The revised Constitution, assuming it is passed at the 2020 AGM, will also be supplemented by a number of accompanying regulations. Contemporary governance practice is that detail is placed in regulation as a companion piece for the Constitution. Regulations allow for flexibility and will consolidate information about an important issue, such as membership.
Schedule 2 of the current Constitution which details Membership Classes, will be put in a regulation. The membership regulation will also include details about eligibility for membership, pulling together detail from existing documents.
In the proposed Constitution, the Board continues to have the power to make Regulations for the proper conduct and management of the Institute and the business of the Board, in consultation with National Council.
As is currently the case, the Regulations are binding on all Members.
Proposed new Regulations to accompany existing Regulations will include:
- Eligibility for membership (consolidated in one place)
- Membership classes and voting rights (unchanged from the current Constitution’s schedule 2, except for Board decides, in consultation with National Council)
- Code of Ethics (to be developed by a National Council working group reviewing the Code of Professional Conduct)

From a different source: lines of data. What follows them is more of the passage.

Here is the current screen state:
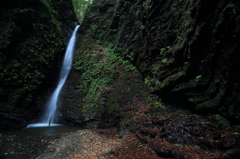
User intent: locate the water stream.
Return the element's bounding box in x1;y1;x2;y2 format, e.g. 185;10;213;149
27;25;80;128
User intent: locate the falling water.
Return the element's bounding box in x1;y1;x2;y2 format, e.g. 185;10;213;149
27;25;80;128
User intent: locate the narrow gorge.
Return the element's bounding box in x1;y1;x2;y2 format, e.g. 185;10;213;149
0;0;240;159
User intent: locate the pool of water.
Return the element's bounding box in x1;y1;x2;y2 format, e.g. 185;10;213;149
0;125;82;159
0;125;82;137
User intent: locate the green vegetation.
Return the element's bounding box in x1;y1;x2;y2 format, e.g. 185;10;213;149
0;0;65;105
73;39;137;112
72;0;93;23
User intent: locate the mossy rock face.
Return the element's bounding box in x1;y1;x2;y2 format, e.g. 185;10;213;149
82;0;240;121
60;35;148;128
0;0;76;130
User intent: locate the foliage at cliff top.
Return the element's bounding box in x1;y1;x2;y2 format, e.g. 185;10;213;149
72;0;93;23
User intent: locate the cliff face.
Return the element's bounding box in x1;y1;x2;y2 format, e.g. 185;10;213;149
81;0;240;121
0;0;77;129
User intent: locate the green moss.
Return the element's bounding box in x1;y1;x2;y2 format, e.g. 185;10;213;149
73;39;137;113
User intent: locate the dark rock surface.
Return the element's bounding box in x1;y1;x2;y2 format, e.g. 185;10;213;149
81;0;240;123
0;0;77;130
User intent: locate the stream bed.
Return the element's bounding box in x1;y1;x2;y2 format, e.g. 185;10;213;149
0;125;82;159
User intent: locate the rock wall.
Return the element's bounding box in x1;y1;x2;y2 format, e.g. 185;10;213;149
81;0;240;122
0;0;77;131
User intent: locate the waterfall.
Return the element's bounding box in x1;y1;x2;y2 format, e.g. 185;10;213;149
27;25;80;128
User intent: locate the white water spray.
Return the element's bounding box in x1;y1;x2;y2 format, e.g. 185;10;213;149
27;25;80;128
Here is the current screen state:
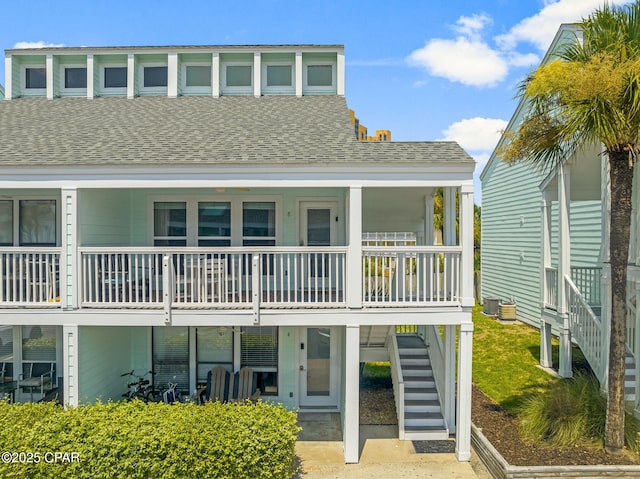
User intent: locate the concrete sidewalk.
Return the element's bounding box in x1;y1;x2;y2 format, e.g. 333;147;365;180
296;414;491;479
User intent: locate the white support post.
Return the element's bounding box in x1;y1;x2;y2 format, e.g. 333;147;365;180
460;183;476;308
253;52;262;97
558;165;572;378
62;324;79;407
127;53;136;99
211;52;220;98
336;52;345;96
62;188;80;309
540;319;553;368
456;320;473;461
162;255;175;324
443;325;456;431
87;53;95;99
167;52;178;98
251;254;262;324
347;186;362;309
296;52;302;96
343;324;360;464
4;54;13;100
46;53;55;100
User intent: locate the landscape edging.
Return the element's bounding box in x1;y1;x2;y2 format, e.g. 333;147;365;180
471;423;640;479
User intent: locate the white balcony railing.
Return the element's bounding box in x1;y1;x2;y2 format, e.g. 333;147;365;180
0;248;60;307
81;247;346;308
362;246;462;306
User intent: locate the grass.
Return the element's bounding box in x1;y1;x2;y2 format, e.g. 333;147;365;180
473;306;585;414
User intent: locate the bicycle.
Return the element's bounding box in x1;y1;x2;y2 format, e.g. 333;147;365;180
120;369;155;402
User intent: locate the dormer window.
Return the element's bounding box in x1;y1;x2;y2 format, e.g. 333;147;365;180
142;66;168;88
24;67;47;90
307;65;333;87
225;65;253;87
64;67;87;89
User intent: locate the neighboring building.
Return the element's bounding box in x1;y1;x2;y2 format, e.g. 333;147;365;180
0;45;474;462
349;110;391;141
480;25;640;409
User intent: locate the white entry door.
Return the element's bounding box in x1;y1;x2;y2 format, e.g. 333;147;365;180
299;327;340;406
300;201;338;247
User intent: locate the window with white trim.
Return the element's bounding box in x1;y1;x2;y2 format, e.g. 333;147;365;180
240;326;278;396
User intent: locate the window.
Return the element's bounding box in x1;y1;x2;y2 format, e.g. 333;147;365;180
198;202;231;246
242;201;276;246
0;200;13;246
240;326;278;396
143;66;168;88
226;65;252;87
185;65;211;87
196;326;233;384
307;65;333;86
267;65;293;87
152;326;189;391
104;67;127;88
18;200;56;246
153;201;187;246
64;67;87;88
24;67;47;89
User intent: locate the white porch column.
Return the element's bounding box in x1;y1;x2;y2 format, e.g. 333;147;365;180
61;324;79;406
343;324;360;464
4;55;13;100
45;53;55;100
443;325;456;431
558;165;572;378
167;52;178;98
442;187;458;246
59;188;80;309
347;186;362;309
456;320;473;461
460;182;476;308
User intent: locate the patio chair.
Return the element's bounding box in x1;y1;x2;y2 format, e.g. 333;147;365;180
201;366;233;402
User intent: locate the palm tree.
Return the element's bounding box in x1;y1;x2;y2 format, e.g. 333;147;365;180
501;0;640;452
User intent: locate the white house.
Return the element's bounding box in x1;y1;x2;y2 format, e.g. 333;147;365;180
481;24;640;410
0;45;474;462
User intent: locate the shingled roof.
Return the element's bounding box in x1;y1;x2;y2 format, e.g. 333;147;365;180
0;95;473;166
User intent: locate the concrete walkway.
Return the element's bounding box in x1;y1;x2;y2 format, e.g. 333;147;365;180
296;414;491;479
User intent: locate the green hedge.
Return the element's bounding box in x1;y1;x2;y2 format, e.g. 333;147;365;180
0;401;300;479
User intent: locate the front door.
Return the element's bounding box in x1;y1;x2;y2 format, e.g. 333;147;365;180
300;327;339;406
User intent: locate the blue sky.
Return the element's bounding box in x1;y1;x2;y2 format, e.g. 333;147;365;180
0;0;630;202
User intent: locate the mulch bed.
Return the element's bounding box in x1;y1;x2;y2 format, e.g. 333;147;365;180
471;385;640;466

- People and Culture policies.
- The National Council has recently approved a new Gender Equity policy (developed by the National Gender Equity Committee). “Every effort should be made to achieve a 40 / 40 / 20 gender balance (40% female / 40% male / 20% any gender) for membership or leadership of Institute committees, juries, representation at conferences and on panel discussions, or Institute endorsement of external panels, conferences or competitions in line with this policy.
The Institute commits to supporting ongoing data collection and research, and to regularly report on findings both within the Institute and the greater profession.”
- A Diversity and Inclusion policy will be developed
- Member Behaviour Policy (to be reviewed with the passing of the revised Constitution).
Board increasing the current one-year terms of office for Directors provides an opportunity to establish a framework that supports a reasonable and balanced turnover of officeholders.
To establish the “staggering” of the timing of when the terms of office of Directors’ conclude, the first round of elections and appointments to the Board, following the adoption of the proposed changes to the Constitution (that is those terms commencing from the conclusion of the 2020 AGM), will be terms of varying lengths. Subsequent elections and appointments will then be for the proposed standard terms.
Casual vacancies that may arise from time to time will be filled for the remainder of the term of the Director whose position was vacated which then gave rise to the casual vacancy.
To increase the number of Nationally Elected National Councillors on National Council, from four (4) to six (6), the first round of elections (that is elections to be held in December 2020 for those terms commencing from the first National Council meeting in 2021) will be to elect four (4) Nationally Elected National Councillors, providing for six Nationally Elected National Councillors from that point.